Qual outro povo, como o
nosso, agüentaria o tranco de passar por todos os Planos Econômicos que passamos
nos últimos vinte anos, e sair deles sem problema, curtindo a alegria do
Carnaval e da vida como se nunca tivesse sofrido uma adversidade? Qual outro
povo, como o nosso, conseguiria fazer piada de tudo, das boas e más coisas, e
ser alegre mesmo nas piores horas? Somos um povo intrinsecamente para cima, um
povo que conta piadas em velórios e ri porque está sem dinheiro; temos uma
alegria única no mundo, e sobrevivemos às piores crises com um jogo de cintura
invejável. Há que se ser um povo vira-latas para sobrevivermos a todas as
adversidades que este País nos fornece – tento imaginar o brasileiro como um
povo de pedigree, morrendo de reações a vacinas e outras coisas bobas – já
teríamos sido extintos fazia tempo. Graças a Deus temos a resistência dos vira-latas,
temos aquilo que os antigos diziam ser “couro duro”, estamos sempre prontos a
enfrentar mais alguma loucura dos nossos governos e sobreviver, e rir e fazer piadas sobre a
ultima crise.
Graças a Deus, esta
nossa raça brasileira é muito e muito vira-latas. Este caldeirão de etnias que
se formou no Brasil foi a melhor coisa que aconteceu ao nosso País; resultou
nessa gente linda, inteligente, resistente, criativa que nós temos; tornou-nos
um povo único sob o sol. Eu tenho o maior orgulho de ser uma brasileira
vira-latas (tenho seis etnias misturadas). Vejo uma porção de gente, ao meu
redor, tentando conseguir passaportes alemães e italianos, usando as
prerrogativas de serem descendentes de tais povos, e fico abismada: para que
querer um passaporte estrangeiro, se temos a ventura de sermos brasileiros?

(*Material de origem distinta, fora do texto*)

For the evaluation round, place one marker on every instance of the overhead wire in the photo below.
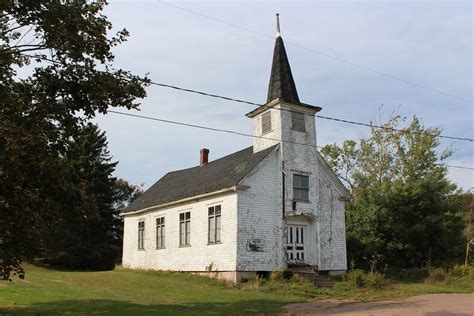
(317, 116)
(235, 132)
(315, 51)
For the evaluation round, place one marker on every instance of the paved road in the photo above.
(429, 305)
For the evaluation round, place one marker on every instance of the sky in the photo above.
(226, 47)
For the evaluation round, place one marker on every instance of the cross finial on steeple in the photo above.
(278, 25)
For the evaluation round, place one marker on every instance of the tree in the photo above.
(65, 49)
(401, 214)
(85, 237)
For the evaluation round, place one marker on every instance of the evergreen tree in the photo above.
(71, 77)
(86, 236)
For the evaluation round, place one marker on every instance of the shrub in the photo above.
(278, 276)
(356, 278)
(375, 280)
(436, 275)
(459, 271)
(360, 279)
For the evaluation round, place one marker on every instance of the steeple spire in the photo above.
(278, 25)
(281, 83)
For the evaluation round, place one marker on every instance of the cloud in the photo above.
(429, 43)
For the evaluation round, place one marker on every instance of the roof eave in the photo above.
(234, 188)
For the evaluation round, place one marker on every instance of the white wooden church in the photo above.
(268, 207)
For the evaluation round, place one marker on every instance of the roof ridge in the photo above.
(211, 162)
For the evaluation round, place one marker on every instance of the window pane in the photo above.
(298, 122)
(211, 230)
(297, 194)
(188, 233)
(296, 181)
(305, 195)
(218, 228)
(305, 182)
(266, 122)
(182, 234)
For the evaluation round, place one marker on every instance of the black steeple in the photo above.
(281, 84)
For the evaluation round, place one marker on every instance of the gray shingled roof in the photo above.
(222, 173)
(281, 83)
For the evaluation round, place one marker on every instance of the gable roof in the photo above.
(222, 173)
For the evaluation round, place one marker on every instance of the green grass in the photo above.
(126, 292)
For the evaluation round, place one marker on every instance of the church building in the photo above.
(269, 207)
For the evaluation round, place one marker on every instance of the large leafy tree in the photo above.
(401, 214)
(56, 71)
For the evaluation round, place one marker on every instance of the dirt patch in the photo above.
(430, 305)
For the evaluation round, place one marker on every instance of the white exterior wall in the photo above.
(199, 256)
(323, 214)
(299, 155)
(260, 222)
(332, 226)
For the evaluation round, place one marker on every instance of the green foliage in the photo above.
(402, 214)
(361, 279)
(356, 278)
(123, 291)
(67, 77)
(436, 275)
(93, 226)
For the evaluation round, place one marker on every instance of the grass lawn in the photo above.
(127, 292)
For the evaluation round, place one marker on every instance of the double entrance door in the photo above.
(295, 243)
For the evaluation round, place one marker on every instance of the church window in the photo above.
(300, 187)
(266, 122)
(185, 229)
(160, 233)
(141, 235)
(298, 121)
(214, 224)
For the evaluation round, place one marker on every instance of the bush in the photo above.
(459, 271)
(356, 278)
(436, 275)
(375, 280)
(360, 279)
(278, 275)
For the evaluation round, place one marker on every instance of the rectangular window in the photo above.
(214, 224)
(298, 122)
(185, 229)
(141, 235)
(266, 122)
(300, 187)
(160, 233)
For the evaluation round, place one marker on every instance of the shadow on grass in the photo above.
(111, 307)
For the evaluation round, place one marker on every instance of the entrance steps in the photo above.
(310, 273)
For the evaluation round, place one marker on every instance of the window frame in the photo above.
(141, 235)
(299, 186)
(185, 229)
(214, 224)
(160, 226)
(266, 115)
(298, 117)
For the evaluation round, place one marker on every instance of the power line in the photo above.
(280, 109)
(318, 116)
(235, 132)
(366, 68)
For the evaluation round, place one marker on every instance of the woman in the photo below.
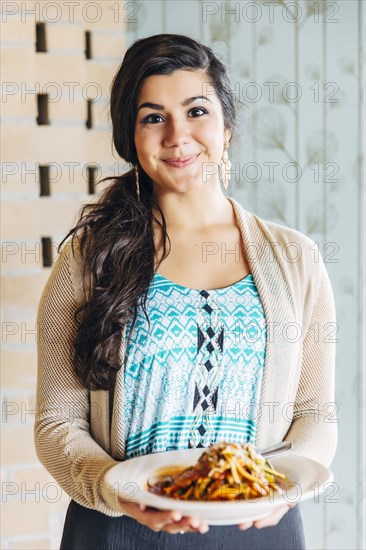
(140, 350)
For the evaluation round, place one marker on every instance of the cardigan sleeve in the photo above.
(314, 431)
(62, 436)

Jamais iria atrás de um passaporte desses; orgulho-me do meu passaporte
brasileiro, passaporte de vira-latas, graças a Deus!
É maravilhoso
pertencer-se a um povo como nosso!
Blumenau, 11 de
fevereiro de 1997.
* Escritora de Blumenau/SC, historiadora e
doutoranda em Geografia pela UFPR
E hoje, mais do que nunca estamos precisando dessa resistência a adversidades, depois daqueles horrorosos 1x7.